Turkey's efforts to have Israel and the EU barred from the Chicago Nato summit risk alienating the rest of the military alliance, writes Muddassar Ahmed.
Prime Minister David Cameron talks to journalists during a press briefing at the second day of 2012 NATO Summit in Chicago Photo: EPA
By Muddassar Ahmed
3:17PM BST 24 May 2012
As the Nato summit in Chicago edges closer, organisers are still unsure how many name badges to print out. Turkey, the Nato member with the second-largest army after the United States, is manoeuvring to bar the EU and Israel from attending the summit, while calling for the inclusion of the Organisation of Islamic Co-operation (OIC). This series of last-minute demands highlights dramatic shifts, both within Nato's power structures and in terms of Turkey’s own foreign policy aspirations.
In the past few years, unprecedented regional events around Turkey and shifts in policy under Prime Minister Recep Tayyip Erdoğan’s Justice and Development Party (AKP) have improved Turkey’s strategic position and relationship with the United States, as well as its economic power and regional influence. However, old grievances still linger in the back of her mind, and Turkey’s "conservative democracy" has been increasingly eager to use its new influence, risking progress in foreign diplomacy. Is it worth throwing a spanner in the works at world stage events such as the Nato summit?
Turkey has always found itself in a volatile neighbourhood (and has occasionally contributed to that volatility), but never more than now. With refugees flooding in from Syria, sanctions tightening against Iran, and Europe’s worst economic crisis in Greece, Turkey’s geopolitical self-awareness and regional leadership aspirations saw it pushing against Nato during the Libya crisis, even as that intervention was prompted by the Arab League and recognised internationally as a genuine success once the Gaddafi regime fell.
But despite burgeoning anti-US sentiments within the country (driven more by tensions with Israel rather than the US), Nato is still seen as an important security umbrella by most Turks, who feel emboldened by membership against conflicts with Syria, Iran, lingering Kurdish separatist movements and, politically, with the EU itself. As long as it is denied EU membership, Turkey will continue to use its place within Nato as a bargaining chip – hence its call for blocking the EU from the summit.
Simultaneously, Turkey still demands an apology from Israel over the flotilla attack in May 2010 in which Turkish civilians were killed, and wants Israel to bear the consequences of these actions. The risk with this strategy is that Nato is an alliance built on common interests, and bilateral grievances between its members (or guests, for that matter) are frowned upon. Griping between the UK and Spain over Gibraltar, for example, or between Turkey and Greece over Cyprus, would overshadow the alliance’s common purpose.

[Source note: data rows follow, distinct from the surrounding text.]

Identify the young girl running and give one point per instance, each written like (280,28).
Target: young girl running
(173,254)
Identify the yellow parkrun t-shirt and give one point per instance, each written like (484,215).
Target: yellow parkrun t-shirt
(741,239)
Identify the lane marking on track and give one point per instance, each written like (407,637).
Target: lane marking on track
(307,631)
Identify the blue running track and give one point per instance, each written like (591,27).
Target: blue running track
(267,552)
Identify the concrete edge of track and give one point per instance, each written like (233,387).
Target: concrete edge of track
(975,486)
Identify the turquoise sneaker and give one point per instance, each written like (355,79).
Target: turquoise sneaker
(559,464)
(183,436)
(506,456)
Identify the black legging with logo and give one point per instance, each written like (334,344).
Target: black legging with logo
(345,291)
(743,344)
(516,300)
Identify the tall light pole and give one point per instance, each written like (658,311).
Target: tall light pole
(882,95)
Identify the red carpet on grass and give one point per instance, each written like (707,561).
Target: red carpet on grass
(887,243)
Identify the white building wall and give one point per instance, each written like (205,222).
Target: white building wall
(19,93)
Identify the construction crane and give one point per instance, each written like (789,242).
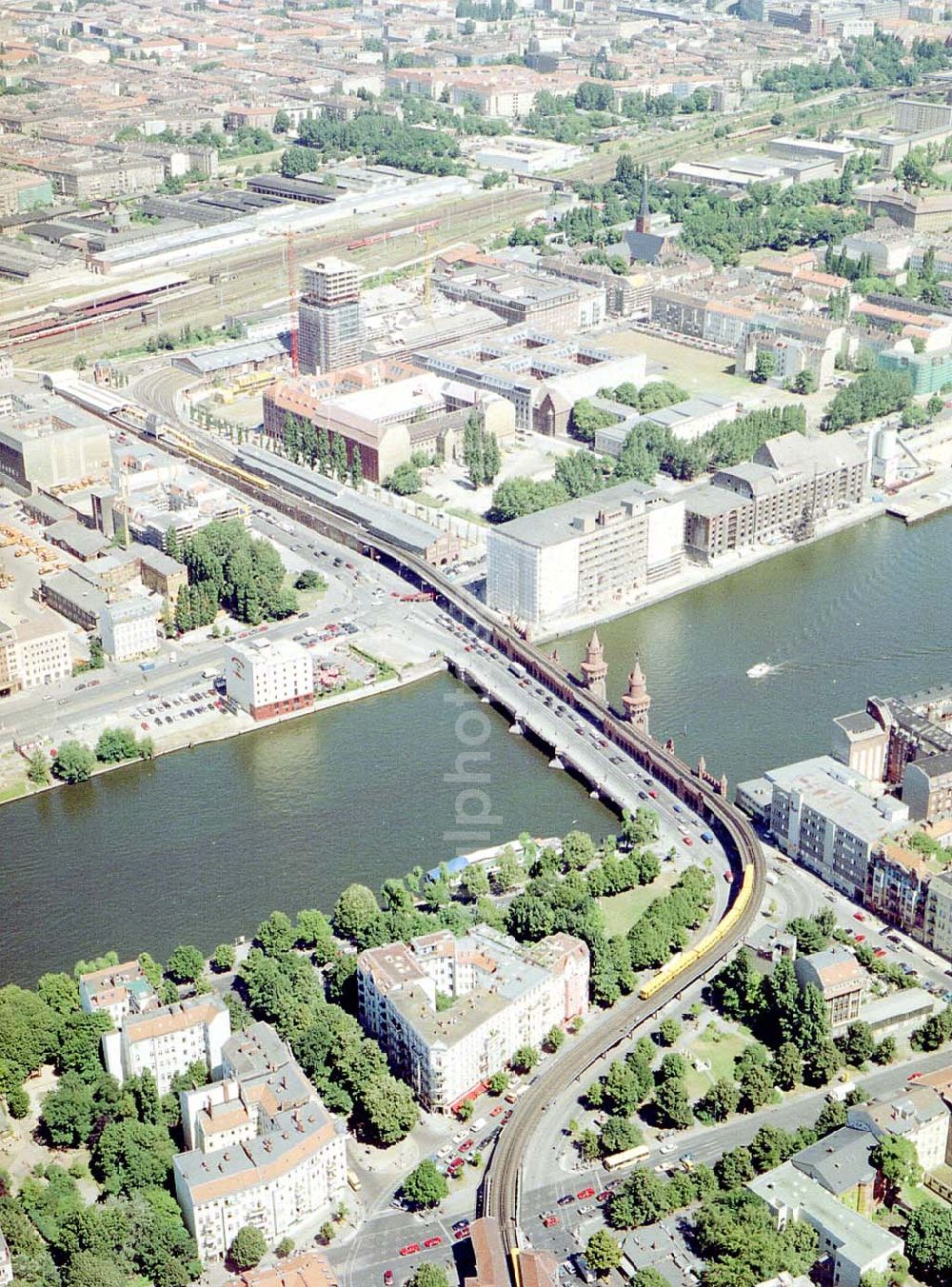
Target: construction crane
(291,260)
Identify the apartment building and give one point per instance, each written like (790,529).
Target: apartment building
(790,483)
(559,307)
(543,376)
(919,1115)
(117,991)
(33,653)
(329,318)
(168,1040)
(938,915)
(830,820)
(839,977)
(307,1269)
(854,1245)
(926,786)
(269,677)
(504,995)
(897,887)
(267,1151)
(590,552)
(128,628)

As expected, the reaction from other Nato members has been negative, with many allies urging Turkey to withdraw its veto over an Israeli presence in Chicago. The danger is that by misusing the Nato platform to push a narrow, self-interested agenda, Turkey risks progress on issues where it could still find some sympathy, such as support for its policy towards Syria or its regional peace-brokering efforts.